TEATRO VITTORIA, dal 18 al 23 Gennaio 2022 –

Sulla scena quasi buia, protagonista è un pianoforte. Arriva da lontano, una voce fuori scena. Ora è vicina: alle spalle del pubblico si affretta a salire sul palco l’impaziente ed anticonformista pianista Clara Schumann (l’intensa Guenda Goria). È accompagnata da un deliziosamente meravigliato giovane falegname del teatro (il ricco in grazia Lorenzo Manfridi).

Iniziamo a capire che siamo a poche ore dall’inizio di un concerto della pianista ma ovunque sul palco regna il caos: a terra nessuno ha tolto i coriandoli dello spettacolo precedente; manca la chiave per aprire il camerino; nessuno ha provveduto ad accendere le luci in sala. Insomma manca un “accordatore”, non solo del pianoforte.

Di fronte a questo disordine che amplifica e fa risuonare il suo disordine interiore, la pianista si apre ad uno torrenziale sfogo verbale polimorfico. Nell’esprimersi si rivolge a momenti a se stessa, in altri al giovane falegname ma soprattutto al suo adorato marito : “Lasciati pensare, Robert !”. E lo rimprovera per averla “costretta a stare bene a tutti i costi”, tenendola cioè lontana da lui.

“Potrei uccidervi” – lui le ripeteva, proteggendola così dalla visione di ciò che ora è diventato: un uomo che ‘”frequenta gli spiriti” e non si ricorda di quanti figli ha. “Ma non ricordare non equivale a non sapere”, si affretta a precisare . Un uomo che dice “Ciao, esco!” e che poi va a buttarsi nel fiume. Ora, anche lui è in una specie di teatro dove, da dietro una tenda-sipario, gli altri possono spiarlo. Ma lei no, lei non può. Lei aspetta che lui da un momento all’altro esiga che lei vada da lui.

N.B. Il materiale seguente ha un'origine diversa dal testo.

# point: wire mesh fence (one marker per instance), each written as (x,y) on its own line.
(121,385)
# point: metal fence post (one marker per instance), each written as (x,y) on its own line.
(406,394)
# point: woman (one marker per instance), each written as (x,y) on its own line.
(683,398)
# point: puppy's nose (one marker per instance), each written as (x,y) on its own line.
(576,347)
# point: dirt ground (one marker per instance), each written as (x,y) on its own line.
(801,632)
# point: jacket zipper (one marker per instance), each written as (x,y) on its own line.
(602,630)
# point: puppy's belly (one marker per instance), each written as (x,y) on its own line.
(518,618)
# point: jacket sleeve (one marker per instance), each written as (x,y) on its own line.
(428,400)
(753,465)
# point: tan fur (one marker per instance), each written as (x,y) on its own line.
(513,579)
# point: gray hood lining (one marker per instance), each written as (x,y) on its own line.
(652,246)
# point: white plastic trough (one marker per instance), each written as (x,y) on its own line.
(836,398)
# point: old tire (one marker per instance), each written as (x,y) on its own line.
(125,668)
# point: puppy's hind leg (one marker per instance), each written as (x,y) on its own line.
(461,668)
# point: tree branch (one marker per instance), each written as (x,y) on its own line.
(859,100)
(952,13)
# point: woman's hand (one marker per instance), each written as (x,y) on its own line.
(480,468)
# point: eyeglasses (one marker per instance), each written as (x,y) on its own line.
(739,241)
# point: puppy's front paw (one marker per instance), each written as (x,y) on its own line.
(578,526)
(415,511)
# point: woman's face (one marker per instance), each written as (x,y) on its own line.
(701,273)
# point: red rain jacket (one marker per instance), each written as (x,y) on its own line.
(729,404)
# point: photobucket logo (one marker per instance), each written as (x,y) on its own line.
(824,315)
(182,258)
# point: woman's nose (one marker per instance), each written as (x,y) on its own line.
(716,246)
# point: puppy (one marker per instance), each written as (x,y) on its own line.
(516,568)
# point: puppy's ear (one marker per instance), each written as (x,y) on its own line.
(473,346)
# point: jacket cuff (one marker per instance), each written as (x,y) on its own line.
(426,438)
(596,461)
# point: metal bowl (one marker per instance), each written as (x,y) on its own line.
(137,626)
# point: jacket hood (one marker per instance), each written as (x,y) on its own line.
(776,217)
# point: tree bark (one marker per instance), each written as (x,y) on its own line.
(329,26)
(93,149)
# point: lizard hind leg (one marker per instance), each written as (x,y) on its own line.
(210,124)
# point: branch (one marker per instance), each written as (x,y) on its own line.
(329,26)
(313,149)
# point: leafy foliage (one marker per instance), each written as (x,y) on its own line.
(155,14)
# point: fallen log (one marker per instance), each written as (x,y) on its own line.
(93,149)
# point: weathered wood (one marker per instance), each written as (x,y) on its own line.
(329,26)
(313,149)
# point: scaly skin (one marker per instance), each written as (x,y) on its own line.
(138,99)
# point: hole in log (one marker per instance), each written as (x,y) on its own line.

Nell’attesa, si siede al pianoforte e suona. E, tra consonanze e dissonanze, riescono a raggiungersi. E il pubblico con loro. L’importante, torna a ribadire la pianista al giovane falegname, è non scappare dalle occasioni: non fare “il pescatore”, colui cioè che getta la lenza e poi aspetta.

Nello spettacolo l’accorata recitazione (accompagnata da un attento gioco di chiaro-scuri del disegno luci) è punteggiata da momenti di appassionate esecuzioni pianistiche; come se la musicalità delle parole trovasse un naturale proseguimento nella musicalità delle note. Quasi un unico discorso, declinato in variazioni sul tema della sublimità dell’amore.

La Goria, che per tutto lo spettacolo riesce ad arginare una prorompente crisi di nervi, ci ha regalato in chiusura (complice il caloroso applauso del pubblico) un inaspettato scioglimento delle catene della sua tensione. E con lacrime non più trattenute, ha ringraziato il pubblico presente in sala, numeroso ed attento. “Eroi”, lei ci ha definito, in considerazione dell’ancora castrante situazione sanitaria.

E ci ha omaggiato con un brano di Ezio Bosso sulla musica libera. Perché come lui era solito dire, riusciamo ad essere liberi quando la musica entra nella pancia, passa per il cuore e fa muovere la testa. Una serata terapeutica. Perché il teatro sa essere anche questo.